David Corney

Research vs. production coding

I spent years as an academic research fellow, and part of my job involved producing code as well as papers. I thought I was a pretty decent developer. Then I moved into the tech startup space (at Signal) and worked closely with some seriously good software enegineers, who were kind enough to help me learn alongside them.

In a commercial environment, “test driven development” (TDT) means writing the tests first, then writing the actual code until all the tests pass. This works fine but only if you know the end result you’re heading towards. If you have a full spec of the component you’re developing, and you just need to churn out code till you get there, this is fine.

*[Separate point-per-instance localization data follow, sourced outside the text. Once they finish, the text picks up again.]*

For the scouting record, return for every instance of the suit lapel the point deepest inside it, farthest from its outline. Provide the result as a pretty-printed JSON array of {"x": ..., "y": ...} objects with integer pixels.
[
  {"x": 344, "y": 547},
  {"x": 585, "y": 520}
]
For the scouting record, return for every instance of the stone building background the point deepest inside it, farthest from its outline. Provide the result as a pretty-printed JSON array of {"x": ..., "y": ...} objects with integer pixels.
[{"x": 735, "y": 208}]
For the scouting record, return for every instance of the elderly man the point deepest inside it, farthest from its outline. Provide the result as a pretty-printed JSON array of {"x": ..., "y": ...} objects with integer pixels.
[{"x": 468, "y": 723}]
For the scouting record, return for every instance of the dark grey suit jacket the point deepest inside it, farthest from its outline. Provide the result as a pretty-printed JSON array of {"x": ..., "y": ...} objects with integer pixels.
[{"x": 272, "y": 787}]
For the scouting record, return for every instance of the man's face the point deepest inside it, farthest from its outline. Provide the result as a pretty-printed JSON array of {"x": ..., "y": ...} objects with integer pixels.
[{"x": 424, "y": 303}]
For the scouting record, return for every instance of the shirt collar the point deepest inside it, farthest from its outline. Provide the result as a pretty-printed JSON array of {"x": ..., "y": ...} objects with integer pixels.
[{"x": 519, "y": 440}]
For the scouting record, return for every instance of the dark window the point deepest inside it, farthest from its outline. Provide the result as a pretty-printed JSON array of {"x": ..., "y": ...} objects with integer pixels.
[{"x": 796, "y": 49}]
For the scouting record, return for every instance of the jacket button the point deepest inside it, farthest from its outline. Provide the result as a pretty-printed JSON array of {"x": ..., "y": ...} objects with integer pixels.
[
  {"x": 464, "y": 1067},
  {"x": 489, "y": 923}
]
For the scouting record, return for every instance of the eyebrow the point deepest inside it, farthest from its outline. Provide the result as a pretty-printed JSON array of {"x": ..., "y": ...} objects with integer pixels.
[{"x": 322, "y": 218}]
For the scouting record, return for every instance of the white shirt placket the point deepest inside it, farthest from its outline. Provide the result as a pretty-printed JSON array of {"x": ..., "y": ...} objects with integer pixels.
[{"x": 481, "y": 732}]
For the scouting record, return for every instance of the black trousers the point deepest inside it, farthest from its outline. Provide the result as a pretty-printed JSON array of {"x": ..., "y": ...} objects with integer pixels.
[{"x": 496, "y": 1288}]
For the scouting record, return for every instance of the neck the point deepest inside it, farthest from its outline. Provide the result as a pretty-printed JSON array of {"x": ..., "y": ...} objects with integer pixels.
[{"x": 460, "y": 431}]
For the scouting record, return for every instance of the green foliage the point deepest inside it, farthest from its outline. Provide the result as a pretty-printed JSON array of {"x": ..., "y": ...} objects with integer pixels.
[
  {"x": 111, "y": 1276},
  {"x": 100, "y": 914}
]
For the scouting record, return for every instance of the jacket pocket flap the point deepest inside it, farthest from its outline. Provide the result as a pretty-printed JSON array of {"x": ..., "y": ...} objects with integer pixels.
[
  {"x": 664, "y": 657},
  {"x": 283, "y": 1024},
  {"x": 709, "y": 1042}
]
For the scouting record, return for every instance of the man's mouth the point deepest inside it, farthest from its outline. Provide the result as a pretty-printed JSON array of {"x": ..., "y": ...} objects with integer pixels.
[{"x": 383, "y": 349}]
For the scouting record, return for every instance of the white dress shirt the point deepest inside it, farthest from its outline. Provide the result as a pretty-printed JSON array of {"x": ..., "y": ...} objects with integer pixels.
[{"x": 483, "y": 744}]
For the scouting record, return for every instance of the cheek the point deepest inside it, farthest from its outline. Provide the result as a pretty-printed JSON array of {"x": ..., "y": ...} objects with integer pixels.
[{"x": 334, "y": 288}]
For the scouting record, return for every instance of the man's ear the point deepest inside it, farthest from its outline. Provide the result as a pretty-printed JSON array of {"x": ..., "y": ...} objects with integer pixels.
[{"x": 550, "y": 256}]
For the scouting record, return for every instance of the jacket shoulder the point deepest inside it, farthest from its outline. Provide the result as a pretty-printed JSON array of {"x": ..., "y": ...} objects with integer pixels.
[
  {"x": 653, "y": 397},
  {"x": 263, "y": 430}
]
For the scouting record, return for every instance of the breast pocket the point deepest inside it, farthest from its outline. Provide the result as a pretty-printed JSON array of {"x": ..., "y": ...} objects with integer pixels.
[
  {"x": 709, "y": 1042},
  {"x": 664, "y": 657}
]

But “research coding” tends to be exploratory, so you don’t know what the result should be until you’ve get there. The goal you’re heading towards is much more high-level and ill-defined.

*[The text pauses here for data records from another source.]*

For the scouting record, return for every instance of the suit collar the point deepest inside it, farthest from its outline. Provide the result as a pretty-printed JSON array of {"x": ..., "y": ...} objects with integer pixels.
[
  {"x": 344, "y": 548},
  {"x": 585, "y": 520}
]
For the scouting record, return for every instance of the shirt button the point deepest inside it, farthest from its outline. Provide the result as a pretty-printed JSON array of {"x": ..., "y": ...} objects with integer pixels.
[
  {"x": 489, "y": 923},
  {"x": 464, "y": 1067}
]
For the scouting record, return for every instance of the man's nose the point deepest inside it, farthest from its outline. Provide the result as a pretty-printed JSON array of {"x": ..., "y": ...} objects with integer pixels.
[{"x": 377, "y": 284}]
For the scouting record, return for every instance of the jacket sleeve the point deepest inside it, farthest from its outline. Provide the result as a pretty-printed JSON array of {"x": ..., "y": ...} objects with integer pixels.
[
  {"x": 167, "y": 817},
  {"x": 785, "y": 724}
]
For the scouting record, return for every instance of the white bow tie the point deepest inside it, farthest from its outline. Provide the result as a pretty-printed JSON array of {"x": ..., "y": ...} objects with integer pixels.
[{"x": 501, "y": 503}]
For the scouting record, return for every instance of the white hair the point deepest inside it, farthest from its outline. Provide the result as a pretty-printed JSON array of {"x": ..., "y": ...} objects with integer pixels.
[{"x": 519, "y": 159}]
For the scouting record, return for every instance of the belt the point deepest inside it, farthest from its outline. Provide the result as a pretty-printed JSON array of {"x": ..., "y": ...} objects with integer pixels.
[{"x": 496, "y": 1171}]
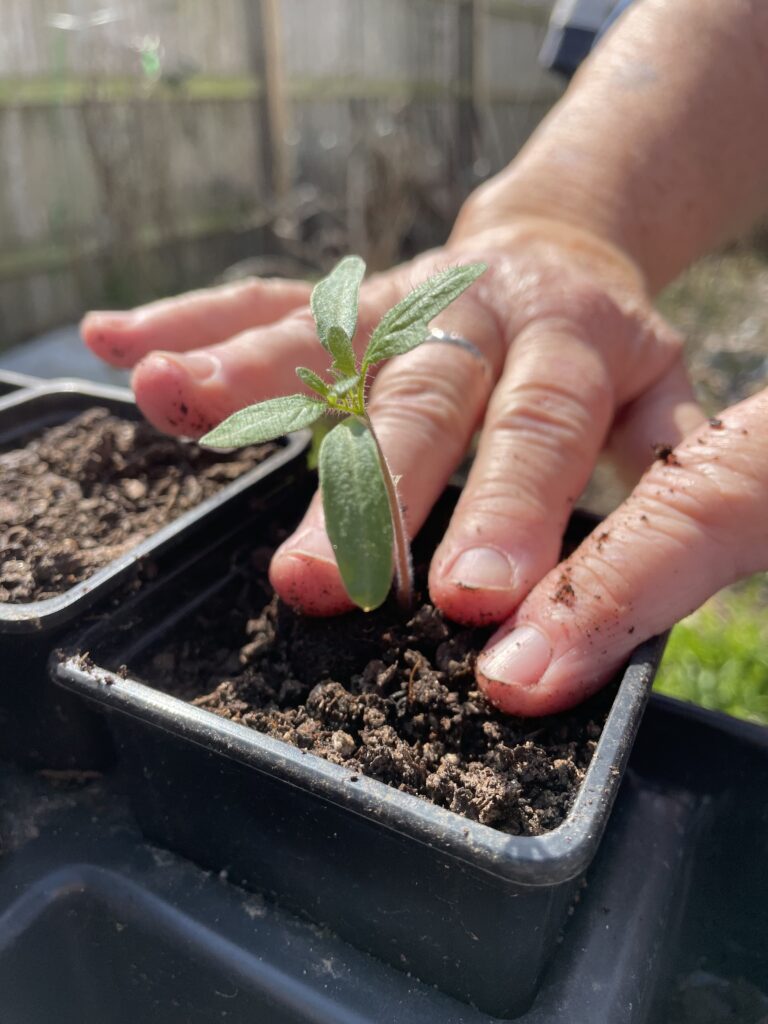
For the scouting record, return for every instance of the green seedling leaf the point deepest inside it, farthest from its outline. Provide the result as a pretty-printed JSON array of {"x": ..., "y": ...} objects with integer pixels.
[
  {"x": 344, "y": 386},
  {"x": 406, "y": 326},
  {"x": 341, "y": 349},
  {"x": 334, "y": 303},
  {"x": 357, "y": 517},
  {"x": 311, "y": 380},
  {"x": 265, "y": 421}
]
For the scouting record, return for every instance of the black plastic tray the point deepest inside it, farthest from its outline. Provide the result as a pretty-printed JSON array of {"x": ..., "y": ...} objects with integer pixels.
[
  {"x": 460, "y": 905},
  {"x": 11, "y": 381},
  {"x": 96, "y": 926},
  {"x": 39, "y": 725}
]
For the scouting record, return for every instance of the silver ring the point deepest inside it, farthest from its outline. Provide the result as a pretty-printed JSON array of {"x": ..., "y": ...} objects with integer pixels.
[{"x": 450, "y": 338}]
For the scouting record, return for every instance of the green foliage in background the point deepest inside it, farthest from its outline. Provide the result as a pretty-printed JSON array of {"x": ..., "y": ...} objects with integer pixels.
[{"x": 718, "y": 656}]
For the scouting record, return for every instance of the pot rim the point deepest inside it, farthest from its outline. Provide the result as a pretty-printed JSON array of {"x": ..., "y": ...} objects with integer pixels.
[{"x": 555, "y": 857}]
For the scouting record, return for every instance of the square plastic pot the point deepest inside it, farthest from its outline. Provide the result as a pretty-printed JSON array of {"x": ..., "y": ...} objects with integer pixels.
[
  {"x": 458, "y": 904},
  {"x": 10, "y": 382},
  {"x": 40, "y": 725}
]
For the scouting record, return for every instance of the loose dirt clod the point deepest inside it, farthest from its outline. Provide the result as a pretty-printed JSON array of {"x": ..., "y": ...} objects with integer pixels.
[{"x": 79, "y": 495}]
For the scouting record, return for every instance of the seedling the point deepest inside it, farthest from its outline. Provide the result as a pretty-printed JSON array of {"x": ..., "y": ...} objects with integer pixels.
[{"x": 364, "y": 517}]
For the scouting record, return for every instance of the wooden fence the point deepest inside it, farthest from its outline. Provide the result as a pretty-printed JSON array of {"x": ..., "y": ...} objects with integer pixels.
[{"x": 147, "y": 144}]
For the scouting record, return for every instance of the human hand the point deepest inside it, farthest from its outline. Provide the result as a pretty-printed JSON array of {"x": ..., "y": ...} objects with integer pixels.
[{"x": 574, "y": 357}]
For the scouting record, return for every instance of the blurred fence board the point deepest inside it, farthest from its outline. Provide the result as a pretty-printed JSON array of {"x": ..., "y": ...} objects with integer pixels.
[{"x": 133, "y": 156}]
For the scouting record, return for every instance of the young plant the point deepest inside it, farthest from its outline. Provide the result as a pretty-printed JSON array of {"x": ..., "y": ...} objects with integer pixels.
[{"x": 364, "y": 517}]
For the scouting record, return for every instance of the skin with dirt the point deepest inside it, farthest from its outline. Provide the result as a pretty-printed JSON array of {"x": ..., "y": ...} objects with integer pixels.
[
  {"x": 391, "y": 698},
  {"x": 79, "y": 495}
]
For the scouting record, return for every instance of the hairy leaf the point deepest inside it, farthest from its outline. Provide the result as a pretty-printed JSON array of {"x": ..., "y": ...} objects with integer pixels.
[
  {"x": 404, "y": 327},
  {"x": 265, "y": 421},
  {"x": 357, "y": 518},
  {"x": 344, "y": 386},
  {"x": 311, "y": 380},
  {"x": 341, "y": 349},
  {"x": 334, "y": 302}
]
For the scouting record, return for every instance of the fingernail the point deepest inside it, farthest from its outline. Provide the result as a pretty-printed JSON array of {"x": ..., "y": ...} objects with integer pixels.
[
  {"x": 520, "y": 657},
  {"x": 312, "y": 544},
  {"x": 201, "y": 366},
  {"x": 482, "y": 568},
  {"x": 111, "y": 317}
]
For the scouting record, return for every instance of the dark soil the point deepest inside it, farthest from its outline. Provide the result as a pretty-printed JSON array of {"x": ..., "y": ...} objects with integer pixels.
[
  {"x": 79, "y": 495},
  {"x": 389, "y": 699}
]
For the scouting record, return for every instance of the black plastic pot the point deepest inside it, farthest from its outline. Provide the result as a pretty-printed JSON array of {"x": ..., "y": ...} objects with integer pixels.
[
  {"x": 458, "y": 904},
  {"x": 10, "y": 382},
  {"x": 98, "y": 926},
  {"x": 40, "y": 725}
]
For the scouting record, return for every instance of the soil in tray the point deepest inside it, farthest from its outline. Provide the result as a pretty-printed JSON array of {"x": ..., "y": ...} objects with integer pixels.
[
  {"x": 77, "y": 496},
  {"x": 392, "y": 699}
]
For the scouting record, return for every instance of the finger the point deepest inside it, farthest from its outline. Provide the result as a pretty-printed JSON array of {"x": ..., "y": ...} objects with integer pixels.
[
  {"x": 545, "y": 427},
  {"x": 188, "y": 393},
  {"x": 694, "y": 523},
  {"x": 663, "y": 416},
  {"x": 425, "y": 408},
  {"x": 185, "y": 322}
]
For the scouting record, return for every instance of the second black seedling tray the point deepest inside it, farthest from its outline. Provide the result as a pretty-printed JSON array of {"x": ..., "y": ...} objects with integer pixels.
[
  {"x": 39, "y": 725},
  {"x": 474, "y": 911}
]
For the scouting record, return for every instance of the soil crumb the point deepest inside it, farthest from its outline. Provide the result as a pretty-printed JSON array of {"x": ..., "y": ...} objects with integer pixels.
[
  {"x": 666, "y": 454},
  {"x": 79, "y": 495},
  {"x": 390, "y": 699}
]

One aspct of a lot of data science is to explore data, to explore methods and algorithms until you’ve learned what is possible – and to then turn that into high quality production-ready code. So one hybrid approach that I’ve found useful sometimes is to do the exploratory research coding, then write a formal set of unit tests, and then refactor the code so that it a) still passes the tests and b) meets other criteria (e.g. performance, readability, colloquialisms). This is better than never writing those tests!

But sometimes, it’s worth going further: instead of refactoring the inevitably messy exploratory code, it can be better to start with a blank page. The outcome of the exploration is not a first draft of your code, but rather the learnings about what is possible and practical. So do the exploration, then write a spec (even if only to clarify your thoughts), and then switch to TDT mode.